Understanding limits – Deploying ChatGPT in the Cloud: Architecture Design and Scaling Strategies

Understanding limits

Any large-scale cloud deployment needs to be “enterprise-ready,” ensuring both the end user experience is acceptable and the business objectives and requirements are met. “Acceptable” is a loose term that can vary per user and workload. To understand how to scale to meet any user or business requirements, as the appetite for a service increases, we must first understand the basic limits, such as token limits. We covered these limits for most of the common generative AI GPT models in Chapter 5, however, we will quickly revisit them here.

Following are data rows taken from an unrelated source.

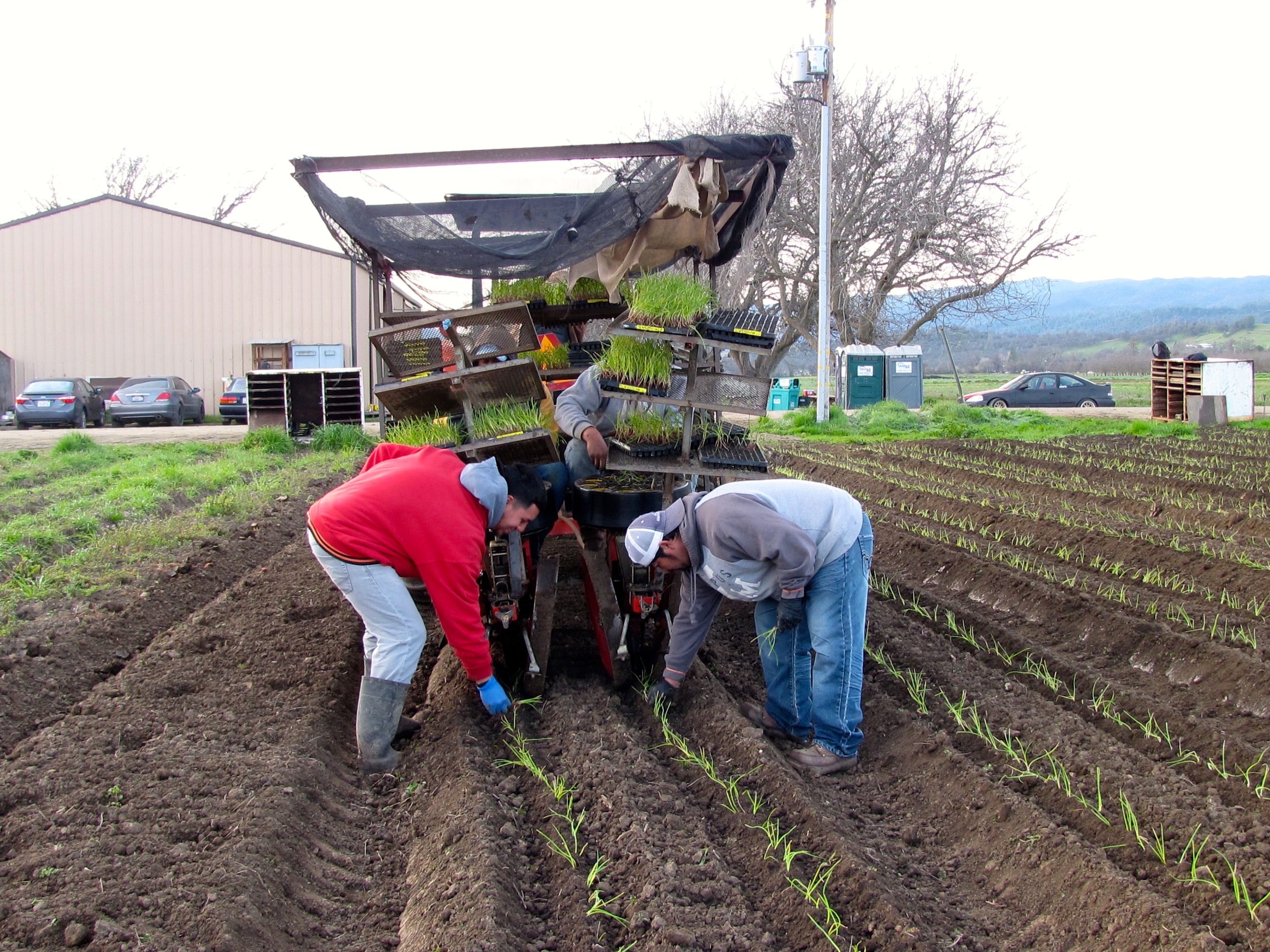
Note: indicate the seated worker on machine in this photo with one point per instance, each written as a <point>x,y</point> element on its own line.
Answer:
<point>587,415</point>
<point>417,512</point>
<point>801,551</point>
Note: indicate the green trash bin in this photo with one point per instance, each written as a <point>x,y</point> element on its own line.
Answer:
<point>862,375</point>
<point>784,394</point>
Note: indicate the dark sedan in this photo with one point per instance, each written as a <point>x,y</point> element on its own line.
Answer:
<point>234,403</point>
<point>148,400</point>
<point>1042,390</point>
<point>64,402</point>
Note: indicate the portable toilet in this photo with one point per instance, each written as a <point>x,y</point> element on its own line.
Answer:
<point>905,375</point>
<point>862,375</point>
<point>784,394</point>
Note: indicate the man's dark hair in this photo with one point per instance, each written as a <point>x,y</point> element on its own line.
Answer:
<point>524,485</point>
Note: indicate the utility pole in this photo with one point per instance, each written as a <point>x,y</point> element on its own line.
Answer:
<point>823,354</point>
<point>809,65</point>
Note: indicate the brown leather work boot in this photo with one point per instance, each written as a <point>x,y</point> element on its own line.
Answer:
<point>819,762</point>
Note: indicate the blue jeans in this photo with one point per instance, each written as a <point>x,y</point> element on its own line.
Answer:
<point>821,697</point>
<point>394,630</point>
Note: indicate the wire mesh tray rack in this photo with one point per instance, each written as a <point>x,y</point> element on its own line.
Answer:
<point>731,453</point>
<point>443,394</point>
<point>430,342</point>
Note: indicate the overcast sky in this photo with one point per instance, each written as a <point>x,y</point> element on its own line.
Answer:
<point>1149,117</point>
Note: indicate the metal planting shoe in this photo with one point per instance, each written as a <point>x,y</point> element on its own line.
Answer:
<point>819,762</point>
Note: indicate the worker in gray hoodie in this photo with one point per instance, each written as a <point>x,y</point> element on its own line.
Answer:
<point>801,551</point>
<point>588,415</point>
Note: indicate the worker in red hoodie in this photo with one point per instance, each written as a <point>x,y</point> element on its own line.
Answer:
<point>421,513</point>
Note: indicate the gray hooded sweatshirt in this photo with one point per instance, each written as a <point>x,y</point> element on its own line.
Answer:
<point>484,481</point>
<point>751,541</point>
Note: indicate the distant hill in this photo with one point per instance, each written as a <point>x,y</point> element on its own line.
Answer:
<point>1124,296</point>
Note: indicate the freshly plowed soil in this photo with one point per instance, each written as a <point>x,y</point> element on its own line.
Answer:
<point>181,767</point>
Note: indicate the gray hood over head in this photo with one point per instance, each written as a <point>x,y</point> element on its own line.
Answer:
<point>484,481</point>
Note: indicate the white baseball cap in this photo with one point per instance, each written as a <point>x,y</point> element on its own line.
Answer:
<point>646,534</point>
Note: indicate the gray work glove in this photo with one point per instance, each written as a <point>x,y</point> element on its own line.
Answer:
<point>790,613</point>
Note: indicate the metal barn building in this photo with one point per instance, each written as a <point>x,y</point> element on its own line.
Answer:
<point>112,288</point>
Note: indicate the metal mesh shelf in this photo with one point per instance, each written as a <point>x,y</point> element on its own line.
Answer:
<point>413,348</point>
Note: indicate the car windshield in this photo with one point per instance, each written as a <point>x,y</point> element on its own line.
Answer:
<point>50,386</point>
<point>143,384</point>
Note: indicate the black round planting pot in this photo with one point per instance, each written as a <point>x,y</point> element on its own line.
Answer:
<point>616,509</point>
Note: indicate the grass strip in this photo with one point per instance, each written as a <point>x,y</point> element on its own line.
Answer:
<point>112,516</point>
<point>891,420</point>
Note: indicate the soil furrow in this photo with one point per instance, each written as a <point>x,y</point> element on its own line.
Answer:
<point>205,796</point>
<point>55,659</point>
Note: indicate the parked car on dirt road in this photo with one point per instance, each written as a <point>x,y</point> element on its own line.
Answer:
<point>61,402</point>
<point>148,400</point>
<point>234,403</point>
<point>1042,390</point>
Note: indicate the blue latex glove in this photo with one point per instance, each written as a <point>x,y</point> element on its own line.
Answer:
<point>789,613</point>
<point>662,692</point>
<point>493,696</point>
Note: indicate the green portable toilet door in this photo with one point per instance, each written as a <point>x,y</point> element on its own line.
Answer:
<point>865,376</point>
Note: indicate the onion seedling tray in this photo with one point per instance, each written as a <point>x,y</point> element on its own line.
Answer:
<point>740,455</point>
<point>633,390</point>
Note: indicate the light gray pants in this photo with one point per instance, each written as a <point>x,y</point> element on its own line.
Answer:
<point>394,631</point>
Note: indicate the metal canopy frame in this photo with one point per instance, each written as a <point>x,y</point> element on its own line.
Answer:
<point>483,156</point>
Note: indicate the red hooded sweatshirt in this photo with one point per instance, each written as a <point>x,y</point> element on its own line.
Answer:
<point>407,509</point>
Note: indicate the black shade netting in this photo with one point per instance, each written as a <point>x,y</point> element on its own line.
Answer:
<point>509,237</point>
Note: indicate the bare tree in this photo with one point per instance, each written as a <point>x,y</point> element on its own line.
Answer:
<point>51,201</point>
<point>926,196</point>
<point>228,205</point>
<point>134,178</point>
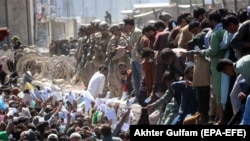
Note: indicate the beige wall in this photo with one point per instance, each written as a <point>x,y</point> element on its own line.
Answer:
<point>71,28</point>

As organizations scale up using an enterprise-ready service, such as Azure OpenAI, there are rate limits on how fast tokens are processed in the prompt+completion request. There is a limit to how many text prompts can be sent due to these token limits for each model that can be consumed in a single prompt+completion. It is important to note that the overall size of tokens for rate limiting includes both the prompt (text sent to the AOAI model) size plus the return completion (response back from the model) size, and depending on the model, the token limits on the model will vary. That is, the number of maximum token numbers used per a single prompt, will vary depending on the GenAI model used.

You can see your rate limits on the Azure OpenAI overview page or OpenAI account page. You can also view important information about your rate limits, such as the remaining requests, tokens, and other metadata in the headers of the HTTP response. Please see the reference link at the end of this chapter for details on what these header fields contain.

Here are a few token limits for various GPT models:

ModelToken Limit
GPT-3.5-turbo 03014,096
GPT-3.5-turbo-16k16,385
GPT-3.5-turbo-06134,096
GPT-3.5-turbo-16k-061316,384
GPT-48,192
GPT-4-061332,768
GPT-4-32K32,768
GPT-4-32-061332,768
GPT-4-Turbo128,000 (context) and 4,096 (output)

Figure 7.2 – Token limits for some GenAI models

While we already discussed prompt optimization techniques earlier in this book, in this chapter, we will look at some of the other ways to scale an enterprise-ready cloud GenAI service for applications and services that can easily exceed the token limits for a specific model and scale effectively.

Cloud scaling and design patterns

Since you learned about some of the limits imposed by Azure OpenAI and OpenAI in the previous section, we will now look at how to overcome these limits.

Overcoming these limits through a well-designed architecture or design pattern is critical for businesses to ensure they are meeting any internal service-level agreements (SLAs) and are providing a robust service without a lot of latency, or delay, in the user or application experience.

What is scaling?

As we described earlier, limits are imposed on any cloud architecture, just as there are hardware limits on your laptop (amount of RAM or disk space), on-premises data centers, and so on. Resources are finite, so we have come to expect these limits, even in cloud services. However, there are a few techniques we can use to overcome limitations so that we can meet our business requirements or user behavior and appetite.